The cHRI can be expressed in a few terms such as cognitive workload of the human user and the user’s trust in the PARS. NASA TLX can be used to assess the workload, which is expressed in 6 dimensions such as mental demand, physical demand, temporal demand, performance, frustration and effort [41]. Trust is the willingness of the user to rely on or to believe in the assistance provided by the PARS [20, 21]. Trust can be assessed using a Likert scale [42] as shown in Fig. 7.

Evaluation of human–robot manipulation performance

Human–robot co-manipulation performance can be expressed in two terms: precision and time efficiency. Deviation from target position can be used to measure the precision objectively using (7), where $ P_{m} $ is the measured position and $ P_{t} $ is the target position. Time efficiency is the ratio between targeted co-manipulation time ($ T_{t} $) and measured co-manipulation time ($ T_{m} $) as in (8).

$$ {\text{Precision}} = \left( {1 - \frac{{|P_{t} - P_{m} | }}{{P_{t} }}} \right) \times 100\% $$

(7)

$$ {\text{Time}}\;{\text{Efficiency}} = \left( {\frac{{T_{t} }}{{T_{m} }}} \right) \times 100\% $$

(8)

The proposed evaluation scheme as above includes assessments of pHRI and cHRI. The pHRI assessment also includes risk assessment and analysis. Risk analysis can confirm adhering to the guidance of ISO/TS 15066, ISO 10218-1 and ISO 10218-2 [37]. The overall manipulation performance of the PARS such as the efficiency and the precision is also included in the evaluation scheme. All these can make the evaluation scheme comprehensive.
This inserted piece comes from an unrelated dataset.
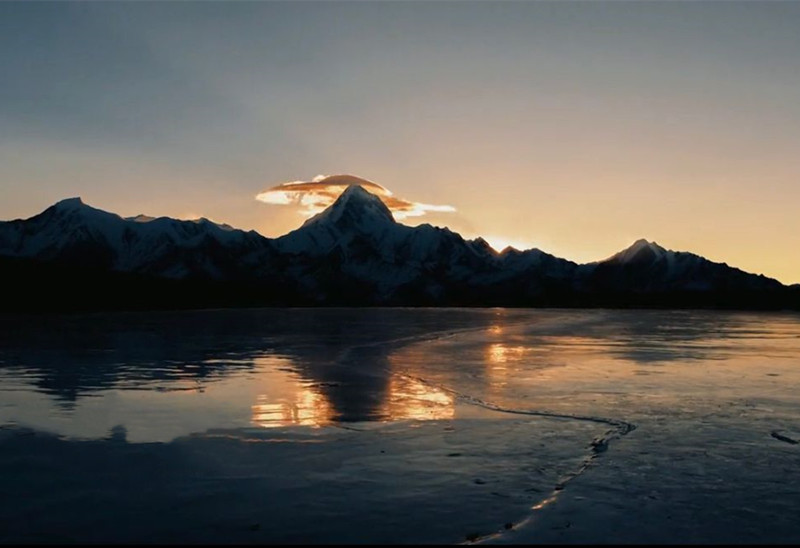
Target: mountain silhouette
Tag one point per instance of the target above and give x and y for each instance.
(74, 256)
We used HRI as evaluation criteria because power-assist system is a human/user interactive system, and thus, evaluation of HRI is essential to achieve human/user-friendliness in collaborative manipulation from both physical and cognitive points of views. System characteristics are the own characteristics of the power-assist system. These criteria are necessary to understand and evaluate the performance of the system itself. Manipulation performance is related to the objective of the power-assist system. Precision indicates the quality of manipulation. It may be also related to safety because unprecise manipulation, i.e., manipulation to a wrong or undesired location, may hit the user and be unsafe. Efficiency is related to manipulation productivity, which is very important for any industrial operation including material manipulation or transfer. In fact, efficiency and precision are the key performance indicators (KPIs) of power-assisted or other types of object manipulation in actual industrial applications. This is why we used manipulation performance especially efficiency and precision as evaluation criteria. HRI, system characteristics and manipulation performance are also interrelated, i.e., HRI depends on these criteria and the vice versa. For example, if load force is very high, acceleration will also be high, and thus, the manipulation may be unsafe and the maneuverability may go down. We do not claim that these are the only evaluation criteria. However, these criteria can cover most of the criteria that users may expect from a power-assist device in industrial applications.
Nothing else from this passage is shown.